California salmon run

Four years and $150 million into a major study of plans to re-engineer elements of California’s main source of water, a National Science Foundation review found the multi-billion-dollar proposal confused, poorly defined and inadequately researched.  That’s the gist of a piece by Gosia Wozniacka of The Associated Press picked up by the Riverside Press Enterprise.

Power brokers managing California’s fresh water supplies have long sought more access to the state’s two major rivers — the Sacramento and the San Joaquin. But taking too much water from the rivers creates all sorts of problems:

  • Reduced river volume raises the river’s temperature—potentially deadly for already strained fish species, upon which other animals, including human fishermen, rely.
  • Removing too much fresh water upstream allows salt water to intrude further upriver, altering wildlife habitat and endangering some municipal water supplies.
  • Using the massive delta pumps eviscerates fry and fingerling fish.

Environmental lawsuits have forced federal officials to shut down the pumps at certain times to protect endangered and dwindling fish species.
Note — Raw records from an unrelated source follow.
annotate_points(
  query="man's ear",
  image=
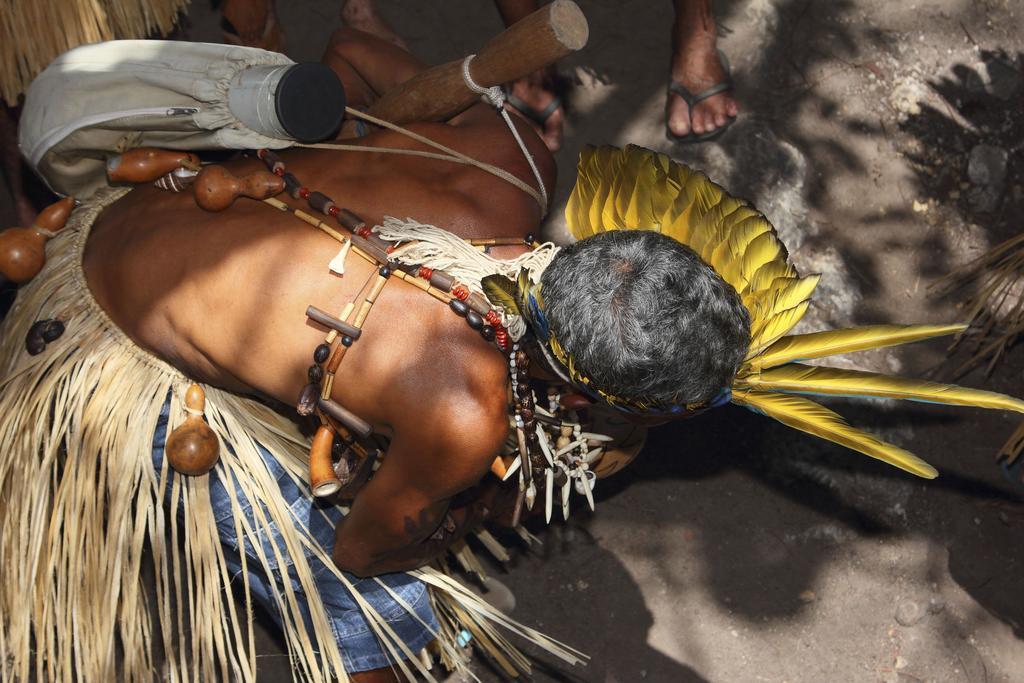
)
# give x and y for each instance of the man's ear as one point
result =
(502, 292)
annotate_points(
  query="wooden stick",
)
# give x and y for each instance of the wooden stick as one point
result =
(348, 419)
(329, 321)
(438, 93)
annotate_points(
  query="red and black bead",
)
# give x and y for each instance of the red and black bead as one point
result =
(315, 374)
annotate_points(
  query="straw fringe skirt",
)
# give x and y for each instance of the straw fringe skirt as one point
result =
(82, 515)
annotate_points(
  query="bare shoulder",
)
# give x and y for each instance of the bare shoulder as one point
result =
(459, 410)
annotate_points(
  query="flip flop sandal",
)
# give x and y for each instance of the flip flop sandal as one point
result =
(270, 39)
(540, 117)
(692, 100)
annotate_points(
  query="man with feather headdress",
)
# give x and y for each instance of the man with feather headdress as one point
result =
(675, 299)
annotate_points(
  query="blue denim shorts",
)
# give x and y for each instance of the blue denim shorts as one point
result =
(359, 647)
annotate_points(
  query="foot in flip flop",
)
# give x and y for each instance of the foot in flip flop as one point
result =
(535, 98)
(699, 104)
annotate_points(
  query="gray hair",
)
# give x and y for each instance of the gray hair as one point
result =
(645, 318)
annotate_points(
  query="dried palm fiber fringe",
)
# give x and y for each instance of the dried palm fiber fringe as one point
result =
(995, 310)
(34, 32)
(82, 503)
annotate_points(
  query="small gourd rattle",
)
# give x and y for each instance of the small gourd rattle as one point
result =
(193, 447)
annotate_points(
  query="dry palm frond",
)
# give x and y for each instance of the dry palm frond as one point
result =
(995, 311)
(34, 32)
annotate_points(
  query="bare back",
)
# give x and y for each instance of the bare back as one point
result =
(222, 297)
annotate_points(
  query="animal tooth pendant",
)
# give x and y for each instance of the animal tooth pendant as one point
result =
(216, 188)
(530, 496)
(323, 478)
(42, 333)
(23, 250)
(147, 164)
(193, 449)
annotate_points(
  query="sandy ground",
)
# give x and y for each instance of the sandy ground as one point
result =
(736, 550)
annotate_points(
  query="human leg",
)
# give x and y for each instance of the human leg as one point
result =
(400, 601)
(252, 23)
(697, 67)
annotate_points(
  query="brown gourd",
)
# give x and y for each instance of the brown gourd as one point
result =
(147, 164)
(323, 479)
(193, 449)
(216, 187)
(23, 250)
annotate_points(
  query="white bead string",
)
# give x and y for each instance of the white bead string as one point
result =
(497, 97)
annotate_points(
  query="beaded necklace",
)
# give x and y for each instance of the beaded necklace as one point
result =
(560, 458)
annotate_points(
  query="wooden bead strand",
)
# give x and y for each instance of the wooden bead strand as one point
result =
(193, 449)
(148, 164)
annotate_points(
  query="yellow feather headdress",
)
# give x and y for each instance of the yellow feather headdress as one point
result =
(636, 188)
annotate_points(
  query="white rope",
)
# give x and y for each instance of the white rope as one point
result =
(438, 249)
(497, 97)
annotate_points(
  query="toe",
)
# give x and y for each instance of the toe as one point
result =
(679, 118)
(553, 130)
In an effort to bypass all of the issues, officials several years ago formally revived the concept of the controversial peripheral canal, rejected by voters in the early 1980s.

The project, estimated at $9 billion for a canal or $11.7 billion for a tunnel, would bypass the delta by taking water directly from the Sacramento River upstream of the delta.

The National Science Foundation review found that the draft plan fails to delineate clear goals and does not offer any analysis of the project’s impact on the delta’s wildlife or the likely impact of the project on people dependent on the delta’s water in the San Francisco Bay Area.  Wozniacka writes that

The scientists found that it is unclear whether the main purpose of the Bay Delta Conservation Plan is simply to build a canal or pipeline, or whether it is a broader plan that would restore and protect the delta ecosystem and provide a stable water supply.

Deputy Secretary of the Interior David Hayes is quoted acknowledging that there is a potential for the “restoration goal to be compromised by the goal for reliable water supply.”

In other words, regardless of exactly where the water is removed from the river system, it stands to reason that the rivers, plants, fish and residential customers would be left with a smaller slice of the pie.